Literature Reviews can be short and concise, or they can be comprehensive and extremely detailed.
INTRODUCTION:
Set up a framework for your reader, so everyone is starting from the same point as you begin your topic discussion and review. Set the stage.
- Identify the problem.
- Define special terms & clarify acronyms.
- Briefly explain theories.
- Justify the relevancy or importance of the topic, issue, condition.
- Provide background information: geography, dates, names, events, etc.
- Give a short history of the topic to place it in historical context.
STATEMENT OF OBJECTIVE:
- State your purpose. Why review the literature?
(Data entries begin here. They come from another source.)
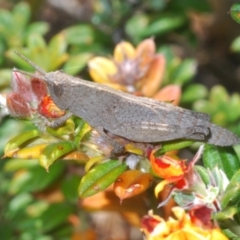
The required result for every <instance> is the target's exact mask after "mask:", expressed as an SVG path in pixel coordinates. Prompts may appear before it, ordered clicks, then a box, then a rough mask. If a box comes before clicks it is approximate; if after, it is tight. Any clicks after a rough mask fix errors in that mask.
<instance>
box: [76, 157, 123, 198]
mask: <svg viewBox="0 0 240 240" xmlns="http://www.w3.org/2000/svg"><path fill="white" fill-rule="evenodd" d="M126 168H127V166H126V165H125V164H124V163H121V162H120V161H117V160H110V161H108V162H105V163H102V164H99V165H97V166H96V167H94V168H92V169H91V170H90V171H89V172H88V173H87V174H86V175H85V176H84V177H83V178H82V180H81V182H80V185H79V188H78V194H79V196H80V198H85V197H89V196H92V195H94V194H96V193H98V192H100V191H102V190H104V189H105V188H107V187H108V186H110V185H111V184H112V183H113V182H114V181H115V180H116V179H117V178H118V176H119V175H120V174H121V173H122V172H124V171H125V169H126Z"/></svg>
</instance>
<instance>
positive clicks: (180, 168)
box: [149, 145, 203, 206]
mask: <svg viewBox="0 0 240 240" xmlns="http://www.w3.org/2000/svg"><path fill="white" fill-rule="evenodd" d="M202 152H203V145H202V146H201V147H200V148H199V150H198V152H197V154H196V155H195V156H194V158H193V160H192V161H191V162H190V163H189V164H188V165H186V160H179V159H176V157H175V158H173V157H171V156H168V155H163V156H160V157H155V156H154V153H155V151H152V152H151V153H150V156H149V159H150V162H151V166H152V168H153V170H154V172H155V173H156V174H157V175H158V176H159V177H160V178H163V179H164V180H163V181H161V182H160V183H159V184H158V185H157V186H156V188H155V195H156V196H158V195H159V193H160V192H161V191H162V190H163V188H164V187H165V186H166V185H167V184H171V183H173V187H172V189H171V191H170V193H169V196H168V197H167V199H166V200H165V201H163V202H162V203H161V204H160V205H159V206H163V205H164V204H165V203H166V202H167V201H168V200H169V199H170V197H171V195H172V194H173V193H174V191H179V190H184V189H187V188H190V187H192V185H193V184H197V182H198V180H199V179H198V175H197V174H196V173H195V172H194V169H193V166H194V164H195V163H196V161H197V160H198V159H199V158H200V156H201V154H202Z"/></svg>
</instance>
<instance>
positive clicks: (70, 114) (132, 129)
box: [15, 52, 240, 148]
mask: <svg viewBox="0 0 240 240" xmlns="http://www.w3.org/2000/svg"><path fill="white" fill-rule="evenodd" d="M16 54H18V55H19V56H20V57H21V58H22V59H24V60H25V61H26V62H27V63H29V64H30V65H31V66H33V67H34V68H35V69H36V70H37V71H39V72H40V73H41V74H43V76H42V79H43V80H44V81H45V82H46V84H47V86H48V89H49V93H50V96H51V97H52V99H53V101H54V102H55V104H56V105H57V106H58V107H59V108H60V109H62V110H67V111H68V114H66V115H65V116H63V117H62V118H60V119H58V120H56V122H53V123H52V125H53V126H54V125H55V126H57V125H60V124H61V123H63V122H64V121H65V120H66V119H67V118H68V117H70V116H71V114H74V115H76V116H78V117H81V118H82V119H84V120H85V121H86V122H87V123H88V124H89V125H90V126H91V127H93V128H95V129H96V130H97V131H98V133H99V134H100V135H101V136H106V137H107V138H109V134H108V133H110V134H114V135H117V136H120V137H123V138H125V139H127V140H130V141H134V142H141V143H157V142H164V141H169V140H175V139H189V140H196V141H203V142H207V143H210V144H214V145H218V146H230V145H236V144H239V143H240V139H239V137H238V136H237V135H235V134H233V133H232V132H230V131H229V130H227V129H224V128H222V127H220V126H217V125H215V124H213V123H211V122H210V118H209V115H207V114H205V113H200V112H193V111H190V110H187V109H184V108H180V107H176V106H173V105H172V104H170V103H165V102H161V101H157V100H153V99H150V98H146V97H138V96H134V95H131V94H128V93H124V92H121V91H118V90H114V89H112V88H110V87H108V86H105V85H102V84H98V83H94V82H89V81H86V80H83V79H80V78H77V77H72V76H69V75H67V74H65V73H63V72H61V71H56V72H49V73H46V72H45V71H44V70H43V69H41V68H40V67H38V66H36V65H35V64H34V63H33V62H32V61H30V60H29V59H27V58H26V57H25V56H23V55H22V54H20V53H17V52H16ZM15 71H19V70H15ZM113 146H114V144H113ZM116 146H117V145H116ZM116 146H114V148H115V147H116ZM117 147H119V146H117Z"/></svg>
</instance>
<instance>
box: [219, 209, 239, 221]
mask: <svg viewBox="0 0 240 240" xmlns="http://www.w3.org/2000/svg"><path fill="white" fill-rule="evenodd" d="M237 212H238V208H237V207H229V208H227V209H225V210H224V211H220V212H217V213H215V214H214V219H217V220H220V221H222V220H225V219H233V216H234V215H235V214H236V213H237Z"/></svg>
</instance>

- Tell the reader what to expect from the review.
- Make a claim.
- State the question.
METHOD:
- Identify a time frame to circumscribe the literature to be examined.
*last 10 years *2015-2020 *1982-2019
- Identify the language used in the literature to be examined.
*English only *English & Spanish
- Identify formats the literature can take.
*RCTs only *quantitative studies only *no editorials or social media, etc.
- Identify population characteristics necessary in research studies:
*Hispanics * > 65 yrs *female
- Identify the search tools to be employed.
*List databases *Google Scholar *Bibliographies, etc.
- Identify search TERMS.
*keywords *controlled vocabulary (MeSH, Subject Headings)
* synonyms -- plain language, formal terminology, technical terminology
- Develop the search strategy using Boolean Operators (AND, OR)
- Document each search (search terms, Boolean Operators, filters, number of results, date searched)
- Analyze search results as representative of the Review Objective (answers the question)
- Modify the search strategy if necessary. Document
- Describe final search results.
*surprises *unique findings *bothersome discoveries *amount of literature on the topic, etc.
DISCUSSION: (the heart of the Literature Review; spend the majority of time on this section)
- Analyze the search results -- one result at a time.
- Summarize main findings.
- Identify themes.
- Address points of disagreement.
- Note unexpected issues with the search or in the literature results themselves.
- Discuss the quantity of high-quality literature on the topic (scarce, plentiful).
- Assess the quality of the literature.
*unscientific *mostly opinion *rigorous research *biased, etc.
CONCLUSION:
- Summarize the main points in your findings.
- Explain what the findings mean. Put the findings in context. How do the findings fit with previous knowledge?
- Address implications of what was discovered (for practice, for the future, etc.)
- Forecast future trends or new areas of exploration.
- Make recommendations.
(Do not bring new information into your conclusion. This section is the ultimate take-away message ... bottom line.)